- Pronunciation: la21 wu21
- Native to: China
- Region: Yunnan
- Native speakers: 50 (2012)
- Language family: Sino-Tibetan (Tibeto-Burman)Lolo–BurmeseLoloishCentral Loloish?LawoishLawu; ; ; ; ; ;

Language codes
- ISO 639-3: lwu
- Glottolog: lawu1238

= Lawu language =

Endangered Loloish language of China

Lawu (autonym: /la21 wu21/) is a highly endangered unclassified Loloish language of Yunnan, China. It has about 50 elderly speakers in Jiuha village 旧哈村, Shuitang district 水塘镇, Xinping County, Yuxi Prefecture, Yunnan Province. There are possibly also some speakers in Jiujia District 九甲乡, Zhenyuan County, Pu'er Prefecture, Yunnan Province. Lawu speakers are currently classified by the Chinese government as Lahu, but were formerly classified as Yi.

==Classification==
Cathryn Yang (2012) suggests that Lawu is most likely a Central Ngwi language, but notes that it does not classify with Lalo, Lahu, or the Lisoid (Lisu, Lipo, Lolopo) languages.

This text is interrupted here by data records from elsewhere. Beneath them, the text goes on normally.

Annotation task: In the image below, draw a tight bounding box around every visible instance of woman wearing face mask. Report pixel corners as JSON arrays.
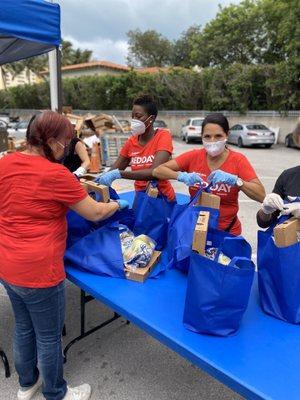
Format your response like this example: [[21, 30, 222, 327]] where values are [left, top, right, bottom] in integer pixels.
[[96, 95, 175, 201], [153, 113, 265, 235], [0, 111, 128, 400]]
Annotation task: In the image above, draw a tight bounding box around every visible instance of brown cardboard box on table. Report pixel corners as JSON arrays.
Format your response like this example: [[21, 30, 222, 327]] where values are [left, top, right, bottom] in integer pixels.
[[125, 250, 161, 283], [146, 185, 158, 198], [80, 179, 110, 203], [274, 218, 300, 247], [66, 114, 84, 136], [195, 192, 221, 209], [192, 211, 209, 255]]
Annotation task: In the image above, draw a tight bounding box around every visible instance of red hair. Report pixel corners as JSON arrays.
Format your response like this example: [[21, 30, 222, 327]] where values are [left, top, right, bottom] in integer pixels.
[[26, 111, 74, 161]]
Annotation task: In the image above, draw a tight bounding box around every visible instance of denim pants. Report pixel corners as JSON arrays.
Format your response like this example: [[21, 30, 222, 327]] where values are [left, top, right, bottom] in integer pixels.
[[2, 281, 67, 400]]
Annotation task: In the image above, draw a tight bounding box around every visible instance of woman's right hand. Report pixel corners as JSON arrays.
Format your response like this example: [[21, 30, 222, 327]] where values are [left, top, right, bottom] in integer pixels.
[[262, 193, 284, 215], [116, 199, 129, 210], [177, 172, 204, 186]]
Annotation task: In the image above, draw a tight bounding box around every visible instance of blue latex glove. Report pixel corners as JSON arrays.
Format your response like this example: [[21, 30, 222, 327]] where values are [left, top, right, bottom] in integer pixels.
[[94, 169, 121, 186], [177, 172, 203, 186], [207, 169, 238, 186], [116, 199, 129, 210]]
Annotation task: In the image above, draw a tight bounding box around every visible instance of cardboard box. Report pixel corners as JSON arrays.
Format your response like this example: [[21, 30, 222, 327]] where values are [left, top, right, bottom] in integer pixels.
[[193, 211, 209, 255], [91, 114, 114, 129], [274, 218, 300, 247], [62, 106, 73, 114], [146, 184, 158, 199], [195, 192, 221, 210], [66, 114, 84, 134], [125, 250, 161, 283], [80, 179, 110, 203]]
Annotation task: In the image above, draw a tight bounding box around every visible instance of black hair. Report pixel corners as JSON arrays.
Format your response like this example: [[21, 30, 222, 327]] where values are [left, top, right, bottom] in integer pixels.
[[133, 94, 158, 118], [202, 113, 229, 135], [293, 119, 300, 145]]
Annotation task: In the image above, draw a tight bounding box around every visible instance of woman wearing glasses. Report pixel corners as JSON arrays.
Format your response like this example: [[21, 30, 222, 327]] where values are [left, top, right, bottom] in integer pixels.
[[153, 113, 265, 235], [0, 111, 128, 400]]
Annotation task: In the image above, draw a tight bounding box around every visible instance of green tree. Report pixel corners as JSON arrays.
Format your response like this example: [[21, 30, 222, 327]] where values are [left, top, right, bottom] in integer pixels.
[[172, 25, 201, 68], [61, 40, 93, 66], [127, 29, 173, 67], [189, 0, 300, 67]]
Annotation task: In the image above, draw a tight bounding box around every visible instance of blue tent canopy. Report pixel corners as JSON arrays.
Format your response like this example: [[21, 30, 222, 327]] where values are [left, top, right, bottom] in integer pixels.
[[0, 0, 61, 65]]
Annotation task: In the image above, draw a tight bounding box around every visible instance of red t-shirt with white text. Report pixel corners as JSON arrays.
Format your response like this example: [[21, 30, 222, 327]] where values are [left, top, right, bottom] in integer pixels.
[[120, 129, 175, 201], [0, 153, 87, 288], [175, 149, 257, 235]]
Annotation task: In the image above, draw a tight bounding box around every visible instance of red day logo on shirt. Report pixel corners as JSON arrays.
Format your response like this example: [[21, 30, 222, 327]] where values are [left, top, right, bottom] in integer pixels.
[[131, 155, 154, 165], [194, 174, 231, 196]]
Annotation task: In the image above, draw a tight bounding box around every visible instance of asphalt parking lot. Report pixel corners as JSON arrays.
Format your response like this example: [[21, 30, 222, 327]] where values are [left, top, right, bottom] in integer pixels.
[[0, 141, 300, 400]]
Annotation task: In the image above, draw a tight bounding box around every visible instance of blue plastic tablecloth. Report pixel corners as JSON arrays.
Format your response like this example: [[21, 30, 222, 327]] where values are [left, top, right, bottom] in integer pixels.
[[66, 193, 300, 400]]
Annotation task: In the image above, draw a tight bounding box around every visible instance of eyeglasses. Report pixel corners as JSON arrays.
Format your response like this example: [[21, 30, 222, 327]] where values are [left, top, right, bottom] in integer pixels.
[[56, 140, 70, 150]]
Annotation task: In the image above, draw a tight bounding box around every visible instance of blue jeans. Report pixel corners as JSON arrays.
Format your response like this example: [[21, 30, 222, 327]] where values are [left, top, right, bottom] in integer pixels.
[[2, 281, 67, 400]]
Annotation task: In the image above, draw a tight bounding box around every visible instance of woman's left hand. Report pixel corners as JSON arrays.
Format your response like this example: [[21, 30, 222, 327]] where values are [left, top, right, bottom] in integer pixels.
[[95, 169, 121, 186], [281, 202, 300, 219], [207, 169, 238, 186]]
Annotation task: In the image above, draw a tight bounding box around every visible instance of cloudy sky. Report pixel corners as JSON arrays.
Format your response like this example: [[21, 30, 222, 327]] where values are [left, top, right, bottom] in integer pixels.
[[57, 0, 239, 64]]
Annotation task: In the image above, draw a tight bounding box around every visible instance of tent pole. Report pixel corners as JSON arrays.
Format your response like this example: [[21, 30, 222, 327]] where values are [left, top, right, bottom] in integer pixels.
[[49, 47, 62, 112]]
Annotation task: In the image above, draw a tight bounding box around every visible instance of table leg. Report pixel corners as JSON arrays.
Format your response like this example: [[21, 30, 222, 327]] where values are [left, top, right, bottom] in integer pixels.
[[0, 349, 10, 378], [61, 324, 67, 336], [63, 289, 120, 362]]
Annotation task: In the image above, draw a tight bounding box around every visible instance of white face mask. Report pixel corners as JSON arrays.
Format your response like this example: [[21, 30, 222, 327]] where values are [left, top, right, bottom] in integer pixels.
[[203, 140, 227, 157], [130, 119, 146, 136]]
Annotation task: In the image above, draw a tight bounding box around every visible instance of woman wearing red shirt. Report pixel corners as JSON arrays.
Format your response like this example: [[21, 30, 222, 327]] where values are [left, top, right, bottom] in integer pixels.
[[153, 113, 265, 235], [96, 95, 175, 201], [0, 111, 126, 400]]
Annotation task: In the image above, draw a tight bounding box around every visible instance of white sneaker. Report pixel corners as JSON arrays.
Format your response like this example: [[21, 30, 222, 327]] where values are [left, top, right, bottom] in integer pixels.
[[63, 383, 92, 400], [17, 378, 42, 400]]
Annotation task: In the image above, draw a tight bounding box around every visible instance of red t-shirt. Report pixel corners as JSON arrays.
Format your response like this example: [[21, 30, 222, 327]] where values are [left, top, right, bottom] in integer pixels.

Andrew Hsiu (2017) suggests that Lawu is related to Awu of Xiaopingzi 小坪子, Daping Township 大坪乡, Yuanyang County, Yunnan, China, which is documented in Lu & Lu (2011). Together, Lawu and Awu form a Lawu or Lawoish language branch. The linguistic evidence suggests that the ancestors of the Awu had migrated down the Red River valley from further up northwest, and arrived at their present location after migrating downstream.

Lewu, which is currently extinct, may have been related to Lawu, but classification is uncertain due to the paucity of data.

==Phonology==

Consonants
|  | Labial | Alveolar | Palatal | Velar |
|---|---|---|---|---|
| Plosive | pʰ p | tʰ t |  | kʰ k |
| Affricate |  | tsʰ ts | tɕʰ tɕ |  |
| Fricative | f v | s z | ɕ | x |
| Nasal | m | n |  | ŋ |
| Approximant | w | l | j |  |

- /n/ is pronounced [ɲ] before the vowels /i e/.

Vowels
|  | Front | Central | Back |
|---|---|---|---|
| High | i |  | u |
| Mid | e | ə | o |
| Low |  | a |  |

- /i/ is realised as an apical vowel [z̩] after the alveolar affricates and fricatives /tsʰ ts s z/.

Additionally, the following diphthongs have been observed: /ue/, /ie/, /au/, /ai/, /ua/.

Lawu also has four tones; high, mid, low, and falling.